Jekyll GitHub Domain Migration Limits | Generated by AI
Question: Can I deploy my Jekyll blog on Cloudflare Workers/Pages while keeping the lzwjava.github.io domain?
Answer:
No — and the constraint is fundamental, not a config issue. The *.github.io domain is owned and controlled by GitHub. Cloudflare can’t serve content on a hostname it doesn’t control DNS for, and you can’t point lzwjava.github.io anywhere except GitHub Pages.
Here’s the breakdown of why and what your actual options are.
Why it’s impossible
lzwjava.github.io resolves through GitHub’s DNS (github.io zone), not yours. To put a site behind Cloudflare Pages, Cloudflare needs to either be authoritative for the zone or have a CNAME under a domain you own pointing at your-project.pages.dev. You own neither github.io nor its DNS. GitHub hardcodes <user>.github.io to serve from your Pages repo. There’s no DNS record you can create to redirect it.
What you can actually do
Build the Jekyll site yourself and push the static output to the lzwjava.github.io repo. This keeps the domain but moves the build off GitHub’s managed Jekyll (which is what you’d want anyway — custom plugins, newer Ruby, faster builds):
# build locally or in CI, then push _site to a branch GitHub Pages serves
bundle exec jekyll build
# commit _site contents to the gh-pages-serving branch
Better: GitHub Actions builds it, GitHub serves it. You get full control of the toolchain while keeping the .github.io host:
# .github/workflows/deploy.yml
name: deploy
on:
push: { branches: [main] }
permissions:
contents: read
pages: write
id-token: write
jobs:
build:
runs-on: ubuntu-latest
steps:
- uses: actions/checkout@v4
- uses: ruby/setup-ruby@v1
with: { ruby-version: '3.3', bundler-cache: true }
- run: bundle exec jekyll build
- uses: actions/upload-pages-artifact@v3
with: { path: _site }
deploy:
needs: build
runs-on: ubuntu-latest
environment: { name: github-pages }
steps:
- uses: actions/deploy-pages@v4
This is the standard “BYO build” pattern — you escape GitHub’s restricted Jekyll sandbox entirely while still serving on lzwjava.github.io.

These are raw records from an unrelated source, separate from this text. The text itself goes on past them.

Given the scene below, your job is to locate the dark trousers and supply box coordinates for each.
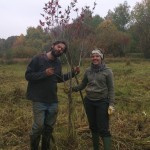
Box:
[84,97,111,137]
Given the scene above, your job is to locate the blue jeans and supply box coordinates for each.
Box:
[31,102,58,135]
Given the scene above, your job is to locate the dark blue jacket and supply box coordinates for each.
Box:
[25,54,74,104]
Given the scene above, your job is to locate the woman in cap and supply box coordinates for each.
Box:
[72,49,114,150]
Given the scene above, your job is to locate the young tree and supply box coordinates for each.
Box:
[132,0,150,58]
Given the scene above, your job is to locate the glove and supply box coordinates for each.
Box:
[72,87,78,92]
[64,87,70,94]
[108,106,115,115]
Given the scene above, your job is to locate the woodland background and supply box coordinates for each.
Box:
[0,0,150,150]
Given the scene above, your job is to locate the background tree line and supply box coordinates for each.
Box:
[0,0,150,58]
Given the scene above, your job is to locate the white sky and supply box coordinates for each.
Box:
[0,0,142,39]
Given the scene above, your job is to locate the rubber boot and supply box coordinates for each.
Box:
[92,133,99,150]
[30,135,40,150]
[103,137,111,150]
[42,127,53,150]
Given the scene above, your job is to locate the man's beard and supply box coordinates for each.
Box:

If you genuinely want Cloudflare Pages
You need a domain you own (e.g. lzwjava.com). Then Cloudflare Pages serves it, and optionally you keep lzwjava.github.io as a redirect (a tiny GitHub Pages repo with a meta-refresh or just a JS redirect to the apex domain). This is the move most people make eventually — own the apex domain, treat .github.io as a legacy redirect. A custom domain also decouples you from GitHub entirely, which fits your autonomy/self-hosting bias.
So the real question isn’t “Workers/Pages + github.io” (impossible) but “do I want to register lzwjava.com and migrate?” Given you publish ~400 posts and 8,000 notes, owning the apex is worth the ~$10/yr for portability alone — you’d never be locked to a provider again.